Configuration Control

This may seem obvious but I had recently witnessed again the choas of where one pathetic server at a UK-based travel company (and the equally pathetic IT manager) was by day the development system and by night the production system. No-one was quite certain what was in the production system and incomplete developments of the day surreptitiously became production code at night... What fun we had!

 

Version Control System

Unless you like to indulge inthe complex licensing of VS2005, BIDS, SQLServer, W2K3 and Microsoft's latest attempt at a version control system, Team Foundation Server (TFS) and have lots of money to spend, go straight for the free Subversion version control system and the Ankh tool for VS2005. Install a Subversion client on every SSIS target machine - this way you do not need a TFS client license for each machine (or an expensive TFS server license for that matter) and use Subversion to progress your SSIS packages from development to production.

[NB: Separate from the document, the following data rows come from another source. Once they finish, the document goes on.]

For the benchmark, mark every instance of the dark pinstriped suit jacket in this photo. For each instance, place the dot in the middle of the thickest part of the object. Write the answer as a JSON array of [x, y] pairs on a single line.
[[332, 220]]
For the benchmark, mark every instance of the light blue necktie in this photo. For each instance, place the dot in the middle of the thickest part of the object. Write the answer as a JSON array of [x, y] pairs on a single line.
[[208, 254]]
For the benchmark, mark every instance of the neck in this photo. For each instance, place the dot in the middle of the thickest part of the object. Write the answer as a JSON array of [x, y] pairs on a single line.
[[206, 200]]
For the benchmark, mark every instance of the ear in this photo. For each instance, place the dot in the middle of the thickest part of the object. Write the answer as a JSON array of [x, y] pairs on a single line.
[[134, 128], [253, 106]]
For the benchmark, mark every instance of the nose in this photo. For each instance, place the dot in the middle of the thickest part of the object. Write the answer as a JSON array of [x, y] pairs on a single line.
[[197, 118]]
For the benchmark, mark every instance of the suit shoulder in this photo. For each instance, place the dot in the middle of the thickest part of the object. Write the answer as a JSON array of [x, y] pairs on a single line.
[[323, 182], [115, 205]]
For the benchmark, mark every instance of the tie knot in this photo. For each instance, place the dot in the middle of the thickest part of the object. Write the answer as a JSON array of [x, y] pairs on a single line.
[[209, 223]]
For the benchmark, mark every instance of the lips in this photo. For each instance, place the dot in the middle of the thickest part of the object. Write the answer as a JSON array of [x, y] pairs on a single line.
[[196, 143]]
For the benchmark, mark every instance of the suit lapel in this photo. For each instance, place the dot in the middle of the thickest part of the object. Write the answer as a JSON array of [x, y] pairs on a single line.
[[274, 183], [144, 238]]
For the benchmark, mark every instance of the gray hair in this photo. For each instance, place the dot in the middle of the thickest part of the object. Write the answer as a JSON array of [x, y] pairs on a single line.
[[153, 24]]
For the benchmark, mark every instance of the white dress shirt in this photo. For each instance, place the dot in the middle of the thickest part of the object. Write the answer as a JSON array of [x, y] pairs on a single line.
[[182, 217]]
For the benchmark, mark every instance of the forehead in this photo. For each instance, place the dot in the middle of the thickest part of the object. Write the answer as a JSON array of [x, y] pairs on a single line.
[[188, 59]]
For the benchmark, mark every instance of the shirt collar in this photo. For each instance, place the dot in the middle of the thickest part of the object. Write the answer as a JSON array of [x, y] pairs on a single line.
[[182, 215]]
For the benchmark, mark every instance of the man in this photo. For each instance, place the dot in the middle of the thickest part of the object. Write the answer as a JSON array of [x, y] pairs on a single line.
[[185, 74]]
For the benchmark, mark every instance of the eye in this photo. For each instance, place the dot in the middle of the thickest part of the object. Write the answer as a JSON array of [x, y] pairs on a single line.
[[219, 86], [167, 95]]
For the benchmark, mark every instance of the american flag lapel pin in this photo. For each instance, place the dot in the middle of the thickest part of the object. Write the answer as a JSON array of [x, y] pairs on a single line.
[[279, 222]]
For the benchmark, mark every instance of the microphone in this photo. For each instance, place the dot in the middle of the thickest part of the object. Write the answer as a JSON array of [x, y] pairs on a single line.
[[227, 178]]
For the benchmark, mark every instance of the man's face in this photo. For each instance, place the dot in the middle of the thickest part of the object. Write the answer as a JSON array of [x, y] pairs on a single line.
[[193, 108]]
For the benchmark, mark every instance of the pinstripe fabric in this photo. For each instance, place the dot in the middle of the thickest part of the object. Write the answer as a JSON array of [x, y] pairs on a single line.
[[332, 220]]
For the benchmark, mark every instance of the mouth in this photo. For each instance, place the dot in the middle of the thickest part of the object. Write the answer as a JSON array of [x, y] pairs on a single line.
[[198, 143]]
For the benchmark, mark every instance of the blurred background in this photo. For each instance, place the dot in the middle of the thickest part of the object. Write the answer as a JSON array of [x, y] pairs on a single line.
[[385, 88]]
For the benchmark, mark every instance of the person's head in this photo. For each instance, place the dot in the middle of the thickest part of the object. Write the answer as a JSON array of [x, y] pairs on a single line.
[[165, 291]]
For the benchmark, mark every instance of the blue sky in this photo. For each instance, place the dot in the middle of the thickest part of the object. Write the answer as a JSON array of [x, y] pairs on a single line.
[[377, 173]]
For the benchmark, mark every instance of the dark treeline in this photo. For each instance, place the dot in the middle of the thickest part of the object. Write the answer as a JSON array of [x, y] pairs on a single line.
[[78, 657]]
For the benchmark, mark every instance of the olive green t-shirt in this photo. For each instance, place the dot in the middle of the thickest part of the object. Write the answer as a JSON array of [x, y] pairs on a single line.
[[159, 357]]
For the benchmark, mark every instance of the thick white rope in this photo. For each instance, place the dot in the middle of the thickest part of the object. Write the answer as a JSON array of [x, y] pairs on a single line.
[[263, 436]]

If you apply good version control practises, you will always know what you have deployed on each target device.

 

Formal deployment

Very obvious stuff again, but the allure of pretty graphical tools and the wrongly-assumed simplicity has now been confirmed to be a major cause of self-applied frontal lobotomies. Make all your SSIS-projects deployable as a matter of course.

 

Recovery from Screw-Up

Frequently when a package fails, the only recourse is to run the entire offending package again, which can be very wasteful. It is possible to resume the execution of a package from where it broke. However, the state of data needs to be persisted and be read back in when required: Dump data checkpoints to Raw File Destinations and when recovering from Screw-up, read data in through Raw File Sources.

 

Multiple environments

If you are in an organisation that has the wherewithal of hosting multiple SSIS environments (Development, Testing, Production), then you need to control the environment-related operations through a central configuration file. Simply change the configuration file when you deploy to a different environment

 

Manage your 100's of SSIS packages

You can easily end up with hundreds of SSIS packages in a large-ish ETL project. Since the MSDB repository does not readily display the deployed packages in a sensible order, you would do well to assign a 3-digit number to the beginning of the package's name, e.g. '081 Stage Daily Exchange Rates.dtsx'. Try to get the numbering scheme to suggest functional business areas, such as say, 101-199 => Accounts, rather than functional SSIS areas like, say, Input data staging. Also indicate container packages (packages that call other packages) by making the last digit 0, e.g. package 110 calls packages 111, 112, etc., package 100 calls packages 110, 120, etc,. and top-level package 000 calls packages 100, 200, etc. If you need to go deeper than 3 calling levels, make your numbering scheme 4 digits. Obviously.